A dívida líquida atualmente não é nem um pouco assustadora, porque é equivalente a 40% do Produto Interno Bruto (PIB), então é uma dívida perfeitamente administrável. Só que nesse jogo com o mercado, quem é que define a taxa de juros? Até agora, em termos práticos, é o mercado (já que o Banco Central realizava o que os investidores previam). Isso precisa mudar. Não se pode ter dogma nessa coisas.

O governo Dilma tem condição de afirmar seu controle sobre o BC, algo que o governo Lula teve timidez em fazer?

Olha, isso não é uma coisa que eu possa garantir a priori. O que está acontecendo é que o Banco Central tem uma visão muito mais clara dessa interdependência. Está na ata do Copom, coisa que não acontecia com os governos anteriores. Acho que a direção vai ser essa desde que o governo mostre que ele tem capacidade suficiente de regular isso. Dinheiro é uma coisa complicada. A gestão monetária, aliás, é muito complicada.

Que avaliação da política monetária do governo Dilma o sr. faz? Houve mais mudanças ou mais continuidade?

Tirando a política monetária, que mudou em relação ao segundo mandato de Lula, algumas linhas estão mantidas, em relação às políticas sociais, a concepção que eles têm da gestão do pré-sal… Isso tudo foi formulado ainda no tempo em que ela era ministra-chefe da Casa Civil e tinha grande importância na definição das soluções.
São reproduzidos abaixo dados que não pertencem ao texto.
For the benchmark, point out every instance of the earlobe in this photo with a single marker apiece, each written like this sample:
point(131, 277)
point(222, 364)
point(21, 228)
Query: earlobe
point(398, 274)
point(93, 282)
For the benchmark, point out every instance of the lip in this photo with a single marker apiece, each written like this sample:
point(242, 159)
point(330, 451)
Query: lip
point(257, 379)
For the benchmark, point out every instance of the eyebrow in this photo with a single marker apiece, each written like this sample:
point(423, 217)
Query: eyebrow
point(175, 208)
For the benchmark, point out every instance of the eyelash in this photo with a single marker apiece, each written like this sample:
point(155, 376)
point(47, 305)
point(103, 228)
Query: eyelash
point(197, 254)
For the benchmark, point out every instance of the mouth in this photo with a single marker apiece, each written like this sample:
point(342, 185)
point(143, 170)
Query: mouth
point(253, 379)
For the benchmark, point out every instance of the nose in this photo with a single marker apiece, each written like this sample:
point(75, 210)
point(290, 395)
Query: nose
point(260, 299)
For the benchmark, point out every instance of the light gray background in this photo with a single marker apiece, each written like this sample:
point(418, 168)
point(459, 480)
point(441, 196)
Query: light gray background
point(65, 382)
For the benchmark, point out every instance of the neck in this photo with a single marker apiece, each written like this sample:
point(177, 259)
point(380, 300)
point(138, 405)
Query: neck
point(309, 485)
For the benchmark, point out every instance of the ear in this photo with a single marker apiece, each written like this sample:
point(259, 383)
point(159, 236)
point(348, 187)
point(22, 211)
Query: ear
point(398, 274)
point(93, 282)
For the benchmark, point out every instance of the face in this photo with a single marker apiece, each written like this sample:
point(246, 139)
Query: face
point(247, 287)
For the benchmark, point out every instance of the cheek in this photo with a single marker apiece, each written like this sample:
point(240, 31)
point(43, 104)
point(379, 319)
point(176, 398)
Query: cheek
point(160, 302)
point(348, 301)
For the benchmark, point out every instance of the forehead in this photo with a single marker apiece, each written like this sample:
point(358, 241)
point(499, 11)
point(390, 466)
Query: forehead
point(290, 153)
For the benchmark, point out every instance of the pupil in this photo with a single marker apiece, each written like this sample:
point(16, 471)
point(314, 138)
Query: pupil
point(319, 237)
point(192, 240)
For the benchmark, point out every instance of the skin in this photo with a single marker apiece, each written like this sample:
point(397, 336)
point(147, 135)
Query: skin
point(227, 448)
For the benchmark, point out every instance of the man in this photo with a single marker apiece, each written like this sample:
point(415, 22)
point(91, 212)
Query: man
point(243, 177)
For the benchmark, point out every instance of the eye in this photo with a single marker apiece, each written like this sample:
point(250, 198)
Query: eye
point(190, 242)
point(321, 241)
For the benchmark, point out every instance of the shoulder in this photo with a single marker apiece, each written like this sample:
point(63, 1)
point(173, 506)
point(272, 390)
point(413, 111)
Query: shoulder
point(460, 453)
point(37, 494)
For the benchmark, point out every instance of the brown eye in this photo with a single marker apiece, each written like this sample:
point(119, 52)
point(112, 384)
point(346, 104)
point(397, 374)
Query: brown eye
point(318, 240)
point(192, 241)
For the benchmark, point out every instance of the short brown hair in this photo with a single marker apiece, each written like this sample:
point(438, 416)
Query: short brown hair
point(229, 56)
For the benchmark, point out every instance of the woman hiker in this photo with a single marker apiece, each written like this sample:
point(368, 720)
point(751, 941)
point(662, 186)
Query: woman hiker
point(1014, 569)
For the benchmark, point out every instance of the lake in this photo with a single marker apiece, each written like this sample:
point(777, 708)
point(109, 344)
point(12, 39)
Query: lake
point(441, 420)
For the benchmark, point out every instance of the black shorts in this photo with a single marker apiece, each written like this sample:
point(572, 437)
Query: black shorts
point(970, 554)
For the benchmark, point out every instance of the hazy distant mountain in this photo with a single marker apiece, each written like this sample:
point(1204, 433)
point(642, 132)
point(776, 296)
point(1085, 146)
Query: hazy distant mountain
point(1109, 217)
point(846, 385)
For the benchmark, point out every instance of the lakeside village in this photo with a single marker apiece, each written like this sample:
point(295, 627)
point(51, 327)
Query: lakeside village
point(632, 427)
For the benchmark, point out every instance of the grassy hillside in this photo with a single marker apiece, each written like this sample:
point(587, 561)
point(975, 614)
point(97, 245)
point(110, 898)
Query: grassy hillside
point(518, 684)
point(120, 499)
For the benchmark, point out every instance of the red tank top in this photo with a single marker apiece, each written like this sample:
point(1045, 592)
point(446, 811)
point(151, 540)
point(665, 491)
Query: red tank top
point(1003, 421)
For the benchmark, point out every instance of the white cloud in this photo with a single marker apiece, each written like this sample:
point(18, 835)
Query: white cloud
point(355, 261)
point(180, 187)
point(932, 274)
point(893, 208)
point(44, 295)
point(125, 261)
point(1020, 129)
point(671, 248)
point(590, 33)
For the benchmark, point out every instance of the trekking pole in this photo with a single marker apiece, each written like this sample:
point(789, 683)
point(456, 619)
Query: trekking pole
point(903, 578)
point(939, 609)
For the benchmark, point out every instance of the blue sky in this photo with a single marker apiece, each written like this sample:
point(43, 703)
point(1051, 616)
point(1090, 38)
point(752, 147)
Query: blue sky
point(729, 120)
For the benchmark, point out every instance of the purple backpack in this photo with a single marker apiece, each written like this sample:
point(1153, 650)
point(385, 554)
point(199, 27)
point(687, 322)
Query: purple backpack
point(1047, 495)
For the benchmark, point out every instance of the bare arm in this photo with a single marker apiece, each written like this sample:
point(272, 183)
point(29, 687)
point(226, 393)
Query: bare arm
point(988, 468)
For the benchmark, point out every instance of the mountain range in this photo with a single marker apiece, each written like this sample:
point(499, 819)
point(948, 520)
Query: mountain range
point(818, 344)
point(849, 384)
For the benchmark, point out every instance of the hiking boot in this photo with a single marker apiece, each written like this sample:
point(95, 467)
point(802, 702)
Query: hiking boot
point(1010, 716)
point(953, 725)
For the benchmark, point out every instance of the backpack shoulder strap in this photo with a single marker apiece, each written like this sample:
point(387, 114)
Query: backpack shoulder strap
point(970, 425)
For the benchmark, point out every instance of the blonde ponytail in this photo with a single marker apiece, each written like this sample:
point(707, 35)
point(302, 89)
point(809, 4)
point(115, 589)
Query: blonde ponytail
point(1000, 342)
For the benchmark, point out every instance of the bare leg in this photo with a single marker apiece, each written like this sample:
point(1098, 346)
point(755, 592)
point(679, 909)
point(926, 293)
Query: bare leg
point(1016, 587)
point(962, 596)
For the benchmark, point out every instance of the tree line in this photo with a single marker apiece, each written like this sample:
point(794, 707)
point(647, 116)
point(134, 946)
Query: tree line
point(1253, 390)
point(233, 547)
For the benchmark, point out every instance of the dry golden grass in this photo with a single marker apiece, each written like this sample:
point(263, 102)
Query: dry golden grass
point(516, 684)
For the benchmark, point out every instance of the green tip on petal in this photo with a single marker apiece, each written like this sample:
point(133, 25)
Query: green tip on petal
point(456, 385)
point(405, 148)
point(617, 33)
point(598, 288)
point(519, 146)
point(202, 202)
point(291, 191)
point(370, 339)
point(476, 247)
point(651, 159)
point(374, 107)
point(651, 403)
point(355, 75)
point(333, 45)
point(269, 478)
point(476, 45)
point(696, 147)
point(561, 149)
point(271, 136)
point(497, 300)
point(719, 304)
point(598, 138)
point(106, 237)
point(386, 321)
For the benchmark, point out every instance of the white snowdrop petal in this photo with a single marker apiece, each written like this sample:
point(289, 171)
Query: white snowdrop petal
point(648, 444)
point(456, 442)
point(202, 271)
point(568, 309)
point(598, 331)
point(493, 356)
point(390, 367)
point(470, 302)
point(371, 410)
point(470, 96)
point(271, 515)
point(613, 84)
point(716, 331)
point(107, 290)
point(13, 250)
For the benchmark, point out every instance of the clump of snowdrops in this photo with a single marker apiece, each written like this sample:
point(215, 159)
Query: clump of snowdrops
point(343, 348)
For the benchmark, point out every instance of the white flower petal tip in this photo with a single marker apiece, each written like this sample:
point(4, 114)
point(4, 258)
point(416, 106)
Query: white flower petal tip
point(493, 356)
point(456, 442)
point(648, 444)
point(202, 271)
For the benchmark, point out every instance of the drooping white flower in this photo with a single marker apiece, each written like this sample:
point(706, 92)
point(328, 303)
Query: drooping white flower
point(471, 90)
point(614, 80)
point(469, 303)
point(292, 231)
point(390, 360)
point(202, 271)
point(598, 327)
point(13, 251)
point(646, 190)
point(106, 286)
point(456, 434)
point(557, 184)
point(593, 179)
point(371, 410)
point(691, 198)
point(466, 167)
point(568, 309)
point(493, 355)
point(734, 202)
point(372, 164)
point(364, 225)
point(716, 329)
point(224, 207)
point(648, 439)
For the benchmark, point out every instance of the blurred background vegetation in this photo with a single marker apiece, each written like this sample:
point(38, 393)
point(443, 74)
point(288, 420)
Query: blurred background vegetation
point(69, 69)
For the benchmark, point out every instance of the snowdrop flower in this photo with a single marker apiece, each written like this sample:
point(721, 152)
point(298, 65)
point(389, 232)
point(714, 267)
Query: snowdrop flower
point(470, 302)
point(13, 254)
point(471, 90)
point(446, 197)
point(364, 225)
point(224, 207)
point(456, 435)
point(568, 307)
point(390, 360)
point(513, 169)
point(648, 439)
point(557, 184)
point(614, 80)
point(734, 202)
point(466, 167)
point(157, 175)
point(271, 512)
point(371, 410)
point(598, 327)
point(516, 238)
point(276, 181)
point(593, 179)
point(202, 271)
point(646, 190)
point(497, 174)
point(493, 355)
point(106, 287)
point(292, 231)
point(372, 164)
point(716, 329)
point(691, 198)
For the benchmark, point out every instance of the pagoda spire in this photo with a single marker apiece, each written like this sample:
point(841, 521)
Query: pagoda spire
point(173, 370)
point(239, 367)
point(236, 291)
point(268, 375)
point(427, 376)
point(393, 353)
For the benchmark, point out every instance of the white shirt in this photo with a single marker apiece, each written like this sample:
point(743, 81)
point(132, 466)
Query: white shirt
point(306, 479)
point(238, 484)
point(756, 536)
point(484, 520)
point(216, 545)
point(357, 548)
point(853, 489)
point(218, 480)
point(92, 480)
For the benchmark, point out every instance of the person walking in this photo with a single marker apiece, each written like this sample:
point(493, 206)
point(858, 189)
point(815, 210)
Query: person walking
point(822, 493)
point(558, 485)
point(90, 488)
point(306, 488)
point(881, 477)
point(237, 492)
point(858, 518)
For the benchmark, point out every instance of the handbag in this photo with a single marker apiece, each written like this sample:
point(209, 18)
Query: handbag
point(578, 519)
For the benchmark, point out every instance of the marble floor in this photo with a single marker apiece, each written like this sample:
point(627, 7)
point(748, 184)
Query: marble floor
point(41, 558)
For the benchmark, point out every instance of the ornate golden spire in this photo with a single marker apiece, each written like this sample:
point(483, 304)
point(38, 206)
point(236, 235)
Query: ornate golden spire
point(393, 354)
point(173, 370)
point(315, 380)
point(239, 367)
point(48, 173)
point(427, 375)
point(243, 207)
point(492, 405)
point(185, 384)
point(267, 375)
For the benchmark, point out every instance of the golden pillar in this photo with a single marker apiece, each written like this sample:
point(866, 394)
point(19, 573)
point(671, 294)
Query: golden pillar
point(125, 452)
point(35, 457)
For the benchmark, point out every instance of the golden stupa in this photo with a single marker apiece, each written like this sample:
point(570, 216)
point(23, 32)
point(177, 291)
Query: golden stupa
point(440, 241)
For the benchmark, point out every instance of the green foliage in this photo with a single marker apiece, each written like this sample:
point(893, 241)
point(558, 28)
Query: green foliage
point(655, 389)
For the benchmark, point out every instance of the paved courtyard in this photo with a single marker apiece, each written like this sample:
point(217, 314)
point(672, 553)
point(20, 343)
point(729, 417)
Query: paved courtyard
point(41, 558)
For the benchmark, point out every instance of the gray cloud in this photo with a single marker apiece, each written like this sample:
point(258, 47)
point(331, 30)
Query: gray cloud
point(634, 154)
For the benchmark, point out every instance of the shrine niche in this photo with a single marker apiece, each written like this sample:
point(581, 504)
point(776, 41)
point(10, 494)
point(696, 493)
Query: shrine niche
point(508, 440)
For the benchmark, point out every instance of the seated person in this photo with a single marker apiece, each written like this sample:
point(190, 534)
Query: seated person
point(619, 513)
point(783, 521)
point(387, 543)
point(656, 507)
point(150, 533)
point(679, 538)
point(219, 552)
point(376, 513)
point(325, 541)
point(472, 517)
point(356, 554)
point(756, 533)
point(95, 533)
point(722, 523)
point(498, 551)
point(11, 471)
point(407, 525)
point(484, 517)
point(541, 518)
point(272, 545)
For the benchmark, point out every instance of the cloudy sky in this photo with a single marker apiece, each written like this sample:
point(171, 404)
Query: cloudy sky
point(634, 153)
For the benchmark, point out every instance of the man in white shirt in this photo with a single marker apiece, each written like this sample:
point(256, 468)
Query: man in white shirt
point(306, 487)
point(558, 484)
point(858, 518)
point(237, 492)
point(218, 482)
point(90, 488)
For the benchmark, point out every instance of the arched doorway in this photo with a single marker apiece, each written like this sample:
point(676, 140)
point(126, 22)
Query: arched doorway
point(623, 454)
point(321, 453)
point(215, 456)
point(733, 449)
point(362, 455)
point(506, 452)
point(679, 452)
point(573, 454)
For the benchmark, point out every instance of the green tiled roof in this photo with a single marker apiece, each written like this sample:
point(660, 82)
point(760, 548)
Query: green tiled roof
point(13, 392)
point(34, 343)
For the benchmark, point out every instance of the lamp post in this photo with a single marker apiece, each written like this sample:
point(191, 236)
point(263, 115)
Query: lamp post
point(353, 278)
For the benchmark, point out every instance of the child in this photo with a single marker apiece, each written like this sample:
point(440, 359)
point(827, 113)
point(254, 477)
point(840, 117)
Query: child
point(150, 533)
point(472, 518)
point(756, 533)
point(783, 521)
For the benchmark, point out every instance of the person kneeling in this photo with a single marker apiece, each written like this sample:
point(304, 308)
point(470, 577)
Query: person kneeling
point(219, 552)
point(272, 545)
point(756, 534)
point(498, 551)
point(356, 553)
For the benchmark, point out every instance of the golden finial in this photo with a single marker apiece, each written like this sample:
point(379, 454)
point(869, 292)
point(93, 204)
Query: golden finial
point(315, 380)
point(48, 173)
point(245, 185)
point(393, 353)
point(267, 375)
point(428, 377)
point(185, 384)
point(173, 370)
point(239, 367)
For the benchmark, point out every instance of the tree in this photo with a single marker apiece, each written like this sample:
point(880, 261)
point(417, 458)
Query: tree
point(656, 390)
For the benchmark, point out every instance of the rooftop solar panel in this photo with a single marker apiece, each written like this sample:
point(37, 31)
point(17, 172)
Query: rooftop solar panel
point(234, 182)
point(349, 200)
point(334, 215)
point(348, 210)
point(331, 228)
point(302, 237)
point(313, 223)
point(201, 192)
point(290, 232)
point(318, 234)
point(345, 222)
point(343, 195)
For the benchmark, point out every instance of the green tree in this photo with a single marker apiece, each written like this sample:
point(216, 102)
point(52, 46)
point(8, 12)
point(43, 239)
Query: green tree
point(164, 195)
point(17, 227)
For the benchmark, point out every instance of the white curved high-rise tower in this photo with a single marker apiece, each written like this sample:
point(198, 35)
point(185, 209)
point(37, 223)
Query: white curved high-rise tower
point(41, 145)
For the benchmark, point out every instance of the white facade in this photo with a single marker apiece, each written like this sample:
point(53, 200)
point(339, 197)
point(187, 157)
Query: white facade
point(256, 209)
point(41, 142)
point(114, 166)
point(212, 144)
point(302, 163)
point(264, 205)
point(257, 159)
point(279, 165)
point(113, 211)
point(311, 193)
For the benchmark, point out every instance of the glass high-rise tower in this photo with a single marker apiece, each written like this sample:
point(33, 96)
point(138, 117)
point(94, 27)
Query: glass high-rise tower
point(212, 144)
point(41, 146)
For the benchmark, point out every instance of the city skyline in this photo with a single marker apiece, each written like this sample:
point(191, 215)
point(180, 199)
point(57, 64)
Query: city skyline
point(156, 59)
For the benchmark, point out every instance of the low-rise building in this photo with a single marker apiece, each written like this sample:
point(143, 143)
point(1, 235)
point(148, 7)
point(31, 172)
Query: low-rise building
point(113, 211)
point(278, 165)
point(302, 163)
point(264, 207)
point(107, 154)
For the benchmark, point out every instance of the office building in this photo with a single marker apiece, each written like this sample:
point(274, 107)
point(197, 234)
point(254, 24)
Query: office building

Ela disse que não vai se dedicar à faxina (nos ministérios), que vai se dedicar à faxina da pobreza, e está certo isso. Tem de dar continuidade. É importante, porque quanto mais gente está integrada ao mercado consumidor, maior a eficácia da política econômica. 

Mas a conjuntura é outra, se bem que se você olhar o combate à crise em 2008, vai observar que Lula foi muito eficaz. Isso vale na política de crédito, pela criação do fundo garantidor de crédito, pela compra de carteiras dos bancos que estavam mais fragilizados, por ter melhorado a liquidez do sistema bancário. E também vale no que diz respeito a estimular o setor industrial, sobretudo o automobilístico. Então, a política já começou a ter uma outra cara, de 2008 para 2009 ela mudou em função da crise, em boa medida. 

A Dilma agora está com outro ambiente. Se você mantiver a taxa de juros do jeito que está, vai engolir um tsunami de liquidez e vai prejudicar gravemente a sua economia. Tem uma fragilidade, e é preciso cuidar da taxa de câmbio, porque o câmbio determina o nível de investimento. Você não vai investir num país com a taxa de câmbio valorizada, porque vai produzir mais caro do que seus competidores. Dilma precisa também tomar conta da invasão chinesa – com todo o respeito aos chineses, porque de um lado eles são demandantes dos nossos produtos e por outro lado eles estão invadindo a indústria brasileira, que chega a importar bens prontos para apenas embalar no país.